Some musicians I’ve spoken with have been upset at the research, as perhaps it showed George’s technical skills were not what they should have been, but the truth I think says more – it showed George was a musician first, doing what it took to play what was in his head rather than in his fingers, and he had to have an incredible amount of confidence to choose to record a solo at half-speed, knowing that all of the world would be watching for when he played it up to speed, live (which, of course, he did!).

I’ve also written about why the music to I Want To Hold Your Hand was so imaginative and clever that it brought America to its knees, and why Paul McCartney so correctly named Little Richard’s Long Tall Sally as perhaps one of the greatest rock songs ever (and more generally, a mathematical basis for why the blues chord progression is so damn good).

Finally, in recent work with Robert Dawson of St. Marys University, we explained mathematically why George Martin’s famous edit in Strawberry Fields Forever never quite satisfied Paul (and never could).

Moreover, the research continues to open doors for me, especially as an ambassador for mathematics. I’ve written a book for the general public called Our Days Are Numbered: How Mathematics Orders Our Lives and published my first CD, Songs in the Key of Pi, of my own songs.

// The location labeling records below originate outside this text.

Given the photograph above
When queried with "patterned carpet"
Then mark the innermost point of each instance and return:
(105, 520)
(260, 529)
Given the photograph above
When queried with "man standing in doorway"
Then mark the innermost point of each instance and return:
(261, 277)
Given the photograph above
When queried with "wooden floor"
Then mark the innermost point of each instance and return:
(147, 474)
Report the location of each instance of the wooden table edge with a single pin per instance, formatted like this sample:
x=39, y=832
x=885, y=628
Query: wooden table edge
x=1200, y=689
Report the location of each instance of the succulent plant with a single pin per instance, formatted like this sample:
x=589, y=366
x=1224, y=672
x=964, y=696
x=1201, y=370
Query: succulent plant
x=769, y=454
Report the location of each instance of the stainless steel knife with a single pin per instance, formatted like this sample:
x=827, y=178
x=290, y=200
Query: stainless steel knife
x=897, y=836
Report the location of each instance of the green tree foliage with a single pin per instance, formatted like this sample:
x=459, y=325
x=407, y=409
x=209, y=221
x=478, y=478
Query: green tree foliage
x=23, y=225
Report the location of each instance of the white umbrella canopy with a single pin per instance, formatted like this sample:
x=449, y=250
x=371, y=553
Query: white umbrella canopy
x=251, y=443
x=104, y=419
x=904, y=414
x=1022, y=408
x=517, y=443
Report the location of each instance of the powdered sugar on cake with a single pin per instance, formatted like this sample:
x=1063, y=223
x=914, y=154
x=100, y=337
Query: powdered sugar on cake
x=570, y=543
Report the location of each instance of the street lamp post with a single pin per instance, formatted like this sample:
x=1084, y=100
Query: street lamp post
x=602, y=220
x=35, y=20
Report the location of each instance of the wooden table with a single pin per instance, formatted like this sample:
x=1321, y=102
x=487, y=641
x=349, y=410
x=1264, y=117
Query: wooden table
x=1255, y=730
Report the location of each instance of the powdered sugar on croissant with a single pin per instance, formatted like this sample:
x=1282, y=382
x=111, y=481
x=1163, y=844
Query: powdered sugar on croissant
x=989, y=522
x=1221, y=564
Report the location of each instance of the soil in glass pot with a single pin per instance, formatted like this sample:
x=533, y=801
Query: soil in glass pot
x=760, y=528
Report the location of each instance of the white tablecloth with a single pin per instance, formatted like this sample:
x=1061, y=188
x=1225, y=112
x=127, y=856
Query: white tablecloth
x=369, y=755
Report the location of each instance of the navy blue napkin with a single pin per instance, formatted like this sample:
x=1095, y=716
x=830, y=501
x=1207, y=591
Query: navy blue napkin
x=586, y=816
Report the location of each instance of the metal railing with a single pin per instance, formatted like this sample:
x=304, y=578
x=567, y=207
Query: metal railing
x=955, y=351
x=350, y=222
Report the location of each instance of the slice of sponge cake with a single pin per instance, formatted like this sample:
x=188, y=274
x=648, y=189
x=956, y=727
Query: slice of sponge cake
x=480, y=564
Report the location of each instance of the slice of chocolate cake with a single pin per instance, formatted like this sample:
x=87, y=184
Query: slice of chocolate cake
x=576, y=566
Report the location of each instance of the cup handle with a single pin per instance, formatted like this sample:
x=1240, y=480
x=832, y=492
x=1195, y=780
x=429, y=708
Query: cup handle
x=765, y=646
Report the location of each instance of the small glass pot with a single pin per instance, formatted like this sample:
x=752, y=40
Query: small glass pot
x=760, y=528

In fact, the Wall Street Journal came a-knocking back in 2008, and shot a video of a song I wrote in the style of the early Beatles, using mathematical principles I gleaned from their music.

And I continue to travel worldwide, giving public lectures on mathematics and music, most often with a guitar slung over my shoulder and with a rockin’ band behind me. The Beatles, it seems, gave me a great ticket to ride!